# new ABT holder



## jlmacc (Dec 14, 2009)

My new ABT holder made out of stainless washers.Can't wait to try it out!


----------



## BandCollector (Dec 14, 2009)

Nice Job!.............Looks pretty neat.


----------



## chefrob (Dec 14, 2009)

i think it is a good idea...........


----------



## flatbroke (Dec 14, 2009)

looks great,  holds twelve peppers too.


----------



## jlmacc (Dec 14, 2009)

Glad you guys like it.It only holds 10 peppers but that is good enough for me and my family.I like that I have plenty of space between them also.It won't take up to much room either on my cooking grate.


----------



## oneshot (Dec 14, 2009)

Nice job!!! That's usin yer noodle....


----------



## flatbroke (Dec 14, 2009)

ya can put boats in the leg holes 
	

	
	
		
		



		
		
	


	





  I am gonna make some too very good Idea


----------



## jlmacc (Dec 14, 2009)

LOL, Funny I was looking at that too


----------



## nickelmore (Dec 14, 2009)

What size washers?  Is that tig welded or real good mig?

hmmm wonder if I have any stainless washers around.


----------



## mballi3011 (Dec 14, 2009)

Well this one puts you thinking inside the box............the box of washers for sure. Great job and keep up the good work.


----------



## jlmacc (Dec 14, 2009)

The washers are 2 1/2 inches wide OD and 1 inch ID.Mig welded.The 1 inch holes still seem to be a little small for the peppers I get from a mexican store down the road,they always have real nice fat ones.


----------



## meateater (Dec 14, 2009)

Reps for that idea. Nice job.


----------



## beer-b-q (Dec 14, 2009)

Looks Great, should be okay...


----------



## morkdach (Dec 14, 2009)

neat idea i gots some washes and a tig will have to get busy thanks


----------



## john3198 (Dec 15, 2009)

Nice job.

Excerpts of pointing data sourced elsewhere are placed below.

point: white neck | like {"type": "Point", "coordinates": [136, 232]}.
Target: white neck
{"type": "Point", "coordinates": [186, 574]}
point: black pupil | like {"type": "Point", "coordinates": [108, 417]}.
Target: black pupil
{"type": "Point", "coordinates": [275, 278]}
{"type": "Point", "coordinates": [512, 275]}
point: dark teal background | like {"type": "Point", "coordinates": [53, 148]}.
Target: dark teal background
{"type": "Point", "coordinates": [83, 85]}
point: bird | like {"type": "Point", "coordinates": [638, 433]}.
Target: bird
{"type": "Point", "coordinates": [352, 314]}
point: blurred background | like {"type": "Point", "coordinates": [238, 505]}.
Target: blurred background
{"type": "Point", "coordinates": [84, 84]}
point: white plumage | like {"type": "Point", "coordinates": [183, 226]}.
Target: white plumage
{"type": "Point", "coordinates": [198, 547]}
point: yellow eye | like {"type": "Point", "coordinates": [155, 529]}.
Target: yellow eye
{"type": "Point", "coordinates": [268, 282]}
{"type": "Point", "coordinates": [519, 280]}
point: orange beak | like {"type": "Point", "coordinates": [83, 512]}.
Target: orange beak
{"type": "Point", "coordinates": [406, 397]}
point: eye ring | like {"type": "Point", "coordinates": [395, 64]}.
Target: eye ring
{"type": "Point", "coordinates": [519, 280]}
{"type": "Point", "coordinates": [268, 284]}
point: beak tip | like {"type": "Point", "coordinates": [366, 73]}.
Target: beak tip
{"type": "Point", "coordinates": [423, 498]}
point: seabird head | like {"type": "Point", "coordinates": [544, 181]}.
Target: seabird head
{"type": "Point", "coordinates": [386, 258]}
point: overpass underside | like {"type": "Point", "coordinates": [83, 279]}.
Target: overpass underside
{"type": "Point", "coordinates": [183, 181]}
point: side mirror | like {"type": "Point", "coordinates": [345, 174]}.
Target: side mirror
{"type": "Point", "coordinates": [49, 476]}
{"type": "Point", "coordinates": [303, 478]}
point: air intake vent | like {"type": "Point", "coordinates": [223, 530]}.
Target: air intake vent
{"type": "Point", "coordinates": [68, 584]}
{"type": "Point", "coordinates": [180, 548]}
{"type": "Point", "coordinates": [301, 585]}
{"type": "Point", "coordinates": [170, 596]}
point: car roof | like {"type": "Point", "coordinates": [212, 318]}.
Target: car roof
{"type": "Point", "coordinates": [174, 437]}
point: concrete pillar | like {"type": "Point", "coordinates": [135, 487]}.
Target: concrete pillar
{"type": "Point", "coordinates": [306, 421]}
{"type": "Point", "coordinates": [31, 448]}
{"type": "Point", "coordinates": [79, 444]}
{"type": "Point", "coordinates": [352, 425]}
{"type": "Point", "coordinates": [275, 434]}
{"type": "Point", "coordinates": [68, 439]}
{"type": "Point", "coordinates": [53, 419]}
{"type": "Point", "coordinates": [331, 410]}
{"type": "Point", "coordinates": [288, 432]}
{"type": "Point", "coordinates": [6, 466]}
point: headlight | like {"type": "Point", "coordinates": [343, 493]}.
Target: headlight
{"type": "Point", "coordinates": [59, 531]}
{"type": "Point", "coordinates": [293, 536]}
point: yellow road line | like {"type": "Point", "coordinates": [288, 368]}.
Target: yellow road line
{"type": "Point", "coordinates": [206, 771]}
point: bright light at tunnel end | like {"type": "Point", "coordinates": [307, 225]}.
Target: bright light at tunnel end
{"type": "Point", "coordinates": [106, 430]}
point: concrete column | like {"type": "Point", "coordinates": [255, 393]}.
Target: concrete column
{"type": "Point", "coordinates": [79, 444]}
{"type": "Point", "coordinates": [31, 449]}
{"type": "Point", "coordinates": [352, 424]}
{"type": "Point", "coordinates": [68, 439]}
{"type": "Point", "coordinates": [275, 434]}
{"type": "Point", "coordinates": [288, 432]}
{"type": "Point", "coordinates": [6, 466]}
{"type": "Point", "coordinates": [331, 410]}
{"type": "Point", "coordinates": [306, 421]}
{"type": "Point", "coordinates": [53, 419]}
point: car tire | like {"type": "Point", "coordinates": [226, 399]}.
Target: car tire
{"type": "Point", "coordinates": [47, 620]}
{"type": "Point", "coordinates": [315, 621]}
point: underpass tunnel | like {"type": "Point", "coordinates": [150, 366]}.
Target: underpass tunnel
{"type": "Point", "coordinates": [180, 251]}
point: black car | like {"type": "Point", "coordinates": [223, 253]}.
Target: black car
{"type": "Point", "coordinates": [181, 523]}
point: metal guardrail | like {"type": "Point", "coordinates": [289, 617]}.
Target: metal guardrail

Cheaper than store bought, no doubt.


----------



## motorcitykid (Dec 19, 2009)

My family needs about 4 of those!  When ABT's are on the menu, they will not leave me alone until they are done.  Very nice idea.


----------



## ryphraph (Dec 21, 2009)

I made these, one using old Chevy small-block springs and push rods. I find 1" is too small to hold peppers well. I need some bigger springs and drills to make these work better.

Ryph


----------